Don’t get me wrong — if I ever come down with Alzheimer’s in old age, I’ll be very happy those companies studied the condition. But by contrast, effective management of a pandemic means having as few patients as possible (or else effective pandemic management had simply failed) — and that presents just a tiny market if you’re expecting each patient to pay for the privilege of nipping a pandemic in the bud by getting themselves dosed with effective antivirals. This means when it comes to stemming pandemics, it’s up to smaller companies to take the plunge and find the worthwhile revenue model to support their efforts.
So what to do if you’re coming from a non-Life Sciences background and spy a pathway for being useful to an important public health outcome? The temptation is certainly all to great to say “not my fight” and put your head back in the sand. But rather than hiding behind a lack of qualification, the solution is simple: get the life sciences people on board with you. They’re the most important source of validation, or especially, invalidation that your venture needs to decide whether to advance or to cut losses quickly.
And that kind of recruitment is exactly what we’ve done. We’ve brought on-board advisors a Ph.D. protein crystallographer, former USAMRIID aerosolized infection expert, and two plant medicinal executives with advanced degrees in chemistry and medicine; we have supporters who are in silico assay experts and phytochemical med chemists, We even maintain correspondence with competitors who are of a similar bent as us (after all, we weren’t alone in our interpretation of the bioscience literature) because of their valuable perspective as veteran executives of publicly-traded pharmaceutical companies that they graciously share with us.

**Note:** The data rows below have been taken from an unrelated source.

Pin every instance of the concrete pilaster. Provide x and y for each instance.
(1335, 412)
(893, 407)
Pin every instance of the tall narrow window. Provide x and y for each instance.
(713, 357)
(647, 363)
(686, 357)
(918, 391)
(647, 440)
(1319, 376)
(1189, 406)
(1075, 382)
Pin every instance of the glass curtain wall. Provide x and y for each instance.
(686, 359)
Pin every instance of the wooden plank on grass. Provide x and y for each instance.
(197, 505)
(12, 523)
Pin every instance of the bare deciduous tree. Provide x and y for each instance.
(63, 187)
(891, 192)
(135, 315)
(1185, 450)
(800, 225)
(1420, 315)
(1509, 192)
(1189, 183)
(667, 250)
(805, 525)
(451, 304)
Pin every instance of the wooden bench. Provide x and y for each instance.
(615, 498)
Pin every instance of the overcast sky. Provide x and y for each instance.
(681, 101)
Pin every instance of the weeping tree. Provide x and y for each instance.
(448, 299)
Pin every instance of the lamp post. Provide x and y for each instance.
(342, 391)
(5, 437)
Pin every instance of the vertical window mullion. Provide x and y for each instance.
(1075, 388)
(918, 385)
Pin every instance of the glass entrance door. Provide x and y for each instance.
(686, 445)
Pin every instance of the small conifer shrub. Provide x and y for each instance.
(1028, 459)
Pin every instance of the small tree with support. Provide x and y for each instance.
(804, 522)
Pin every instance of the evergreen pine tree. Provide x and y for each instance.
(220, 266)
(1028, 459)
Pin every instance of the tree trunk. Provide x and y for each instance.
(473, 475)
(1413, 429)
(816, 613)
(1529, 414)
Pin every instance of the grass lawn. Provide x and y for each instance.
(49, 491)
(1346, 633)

So if you’re considering starting a biotech company but are afraid to do so because you don’t have the experience, remember the story of this pandemic. Not only is it “OK” for you to go ahead and pursue your research to start such a company, but we all need you to do it. Because relying on the existing ecosystem just isn’t cutting it.

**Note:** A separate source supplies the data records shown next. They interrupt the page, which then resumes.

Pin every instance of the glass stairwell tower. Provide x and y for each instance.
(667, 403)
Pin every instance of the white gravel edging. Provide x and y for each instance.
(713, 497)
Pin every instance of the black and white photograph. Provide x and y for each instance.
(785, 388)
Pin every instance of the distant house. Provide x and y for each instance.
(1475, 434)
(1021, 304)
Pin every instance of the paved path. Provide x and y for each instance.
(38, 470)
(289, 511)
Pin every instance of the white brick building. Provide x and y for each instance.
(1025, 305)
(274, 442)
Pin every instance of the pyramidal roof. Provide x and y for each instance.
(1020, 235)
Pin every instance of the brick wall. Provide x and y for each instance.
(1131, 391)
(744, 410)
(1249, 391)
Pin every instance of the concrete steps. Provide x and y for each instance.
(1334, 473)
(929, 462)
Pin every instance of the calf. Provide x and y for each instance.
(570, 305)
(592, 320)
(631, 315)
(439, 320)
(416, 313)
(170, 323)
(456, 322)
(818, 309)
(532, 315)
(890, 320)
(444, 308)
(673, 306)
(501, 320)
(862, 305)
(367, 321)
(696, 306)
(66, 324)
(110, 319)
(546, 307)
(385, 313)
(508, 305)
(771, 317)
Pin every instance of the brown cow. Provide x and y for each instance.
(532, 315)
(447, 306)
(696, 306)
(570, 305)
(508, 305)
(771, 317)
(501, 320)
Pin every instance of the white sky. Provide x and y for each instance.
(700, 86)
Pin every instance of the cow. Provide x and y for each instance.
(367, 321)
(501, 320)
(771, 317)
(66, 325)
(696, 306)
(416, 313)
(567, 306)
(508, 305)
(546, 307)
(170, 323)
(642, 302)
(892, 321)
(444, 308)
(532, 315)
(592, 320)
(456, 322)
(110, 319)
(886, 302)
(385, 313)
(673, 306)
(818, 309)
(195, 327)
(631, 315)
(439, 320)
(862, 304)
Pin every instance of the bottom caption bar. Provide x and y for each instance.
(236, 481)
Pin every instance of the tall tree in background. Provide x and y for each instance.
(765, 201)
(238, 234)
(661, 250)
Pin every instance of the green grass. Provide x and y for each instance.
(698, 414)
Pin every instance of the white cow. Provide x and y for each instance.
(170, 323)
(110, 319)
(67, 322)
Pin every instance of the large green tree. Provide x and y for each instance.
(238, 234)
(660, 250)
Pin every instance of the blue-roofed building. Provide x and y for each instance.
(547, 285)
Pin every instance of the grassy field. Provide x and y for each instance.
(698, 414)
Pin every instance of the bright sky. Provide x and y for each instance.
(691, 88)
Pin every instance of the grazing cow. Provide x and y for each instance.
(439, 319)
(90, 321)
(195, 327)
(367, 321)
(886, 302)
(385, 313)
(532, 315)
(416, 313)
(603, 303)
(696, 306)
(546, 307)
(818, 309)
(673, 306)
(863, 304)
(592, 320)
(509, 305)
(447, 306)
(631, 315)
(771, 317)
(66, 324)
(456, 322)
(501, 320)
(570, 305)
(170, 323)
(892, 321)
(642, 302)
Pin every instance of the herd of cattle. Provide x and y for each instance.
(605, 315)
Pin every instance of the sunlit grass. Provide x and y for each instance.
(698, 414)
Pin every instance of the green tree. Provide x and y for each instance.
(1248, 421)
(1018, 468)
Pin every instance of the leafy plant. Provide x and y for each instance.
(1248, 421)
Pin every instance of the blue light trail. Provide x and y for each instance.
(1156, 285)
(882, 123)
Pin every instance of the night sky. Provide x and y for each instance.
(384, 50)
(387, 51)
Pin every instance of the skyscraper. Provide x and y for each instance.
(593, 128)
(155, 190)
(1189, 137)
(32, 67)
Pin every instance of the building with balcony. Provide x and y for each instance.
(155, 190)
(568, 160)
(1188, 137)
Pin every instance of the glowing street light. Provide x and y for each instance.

And if you’re still not convinced, take a look at this recent video interview of Steven Kirsch. If you ever come down with COVID and find yourself benefiting from a low-cost drug to treat it, he’s most likely going to be the reason you get your hands on that drug. Because he’s one of the very few sources of funding for clinical trials of existing drugs. What’s his credibility for doing that? In conventional thought, he really shouldn’t have any; Although he invented the optical mouse and invested in FrameMaker and in the Infoseek search engine at opportune times, from a life sciences credibility standpoint, we really ought to be ignoring him.
However, during the pandemic, and demonstrating the strict rationality he had clearly put to use during those early business successes, he’s assembled a panel of virologists to review grant applications for trials of existing, off-the-shelf drugs. That’s the sum totality of his credibility, and that’s precisely as much as he needs. He’s a rational person with the results to show for it.
So if you’re wondering how to dip into starting a biotech venture, then Be Like Steve. In a world that misapplies funding and resources in medicine, your and my long term health may depend on it.